A tenants' mutiny at Grand Central Market was resolved last week after a group of merchants who had withheld their February rents came to an agreement with the landlord and paid up.The mass mutiny at Grand Central Market provides a strong hint at what's coming.
As part of the resolution with landlord The Yellin Company, rents will be lowered and advertising fees charged to the tenants will be eliminated.
Adele Yellin, president of the Yellin Company, said that the move will lower costs for the 40 merchants.
"We do understand the pressure that our tenants are under in these times and we've taken steps to reduce their rent by eliminating the advertising budget," Yellin said.

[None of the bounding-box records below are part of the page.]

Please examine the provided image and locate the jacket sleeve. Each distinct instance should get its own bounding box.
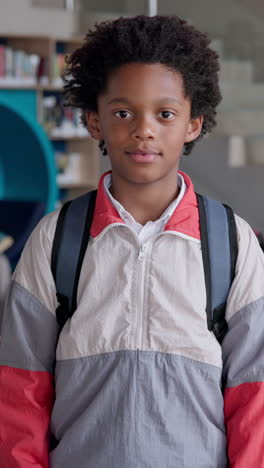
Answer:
[0,210,58,468]
[222,217,264,468]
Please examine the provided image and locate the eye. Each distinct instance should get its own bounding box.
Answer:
[160,111,175,120]
[114,110,132,119]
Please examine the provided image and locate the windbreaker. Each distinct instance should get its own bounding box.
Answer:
[0,174,264,468]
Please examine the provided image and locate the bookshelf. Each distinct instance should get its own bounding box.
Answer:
[0,32,100,199]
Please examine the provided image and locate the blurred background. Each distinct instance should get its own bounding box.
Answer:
[0,0,264,278]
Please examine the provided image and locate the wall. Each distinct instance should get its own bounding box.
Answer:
[181,135,264,231]
[0,0,79,38]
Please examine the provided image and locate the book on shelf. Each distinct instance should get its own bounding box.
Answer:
[52,53,65,88]
[42,92,89,139]
[0,44,49,87]
[0,232,14,254]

The situation had been bubbling for months, and began to come to a head in late January. That is when Ralph Leech, an attorney representing some of the Grand Central Market tenants, sent a letter to the Yellin Company citing the deteriorating economy and asking for a 30% reduction in rents and a discontinuation of the monthly publicity charge that pays for advertising the market.
The crisis quickly escalated, as most of the tenants withheld the rents that were due Feb. 1. That led the Yellin Company to send notices to those who had not paid, threatening eviction.
Last week, both sides said they had reached a tentative agreement that should alleviate some of the financial woes.
Yellin and tenants who spoke with Downtown News said there will not be an-across-the-board 30% reduction, but instead the landlord will deal with each tenant individually. The monthly publicity fee paid by the merchants, which can vary from a few hundred to more than $1,000 a month, was removed from their lease requirements.
"The businesses are very slow. People are using lines of credit to pay rent. It's a bad situation, but hopefully we'll survive. We just need help," said Robina Sookasya, owner of Kabab and More, a Mediterranean food vendor.
With rising unemployment and falling discretionary spending, the economy is not coming back anytime soon. Thus, tapping credit lines to pay rent is a tactic guaranteed to fail. Yet, the economic situation is such that using lines to pay bills will continue until every cent of those credit lines are used up. After all, what vendor will voluntarily go out of business now?
Those lines of credit will eventually be defaulted on and that in turn will sink the regional banks who made the loans.
This crisis was "resolved" for now, but how many more rounds like this can the tenants take? Equally important, how many more rounds like this can the Yellin Company take? Next, multiply this scene by every similar market in the US. A conclusion is not hard to reach: A massive fallout on commercial real estate is right around the corner.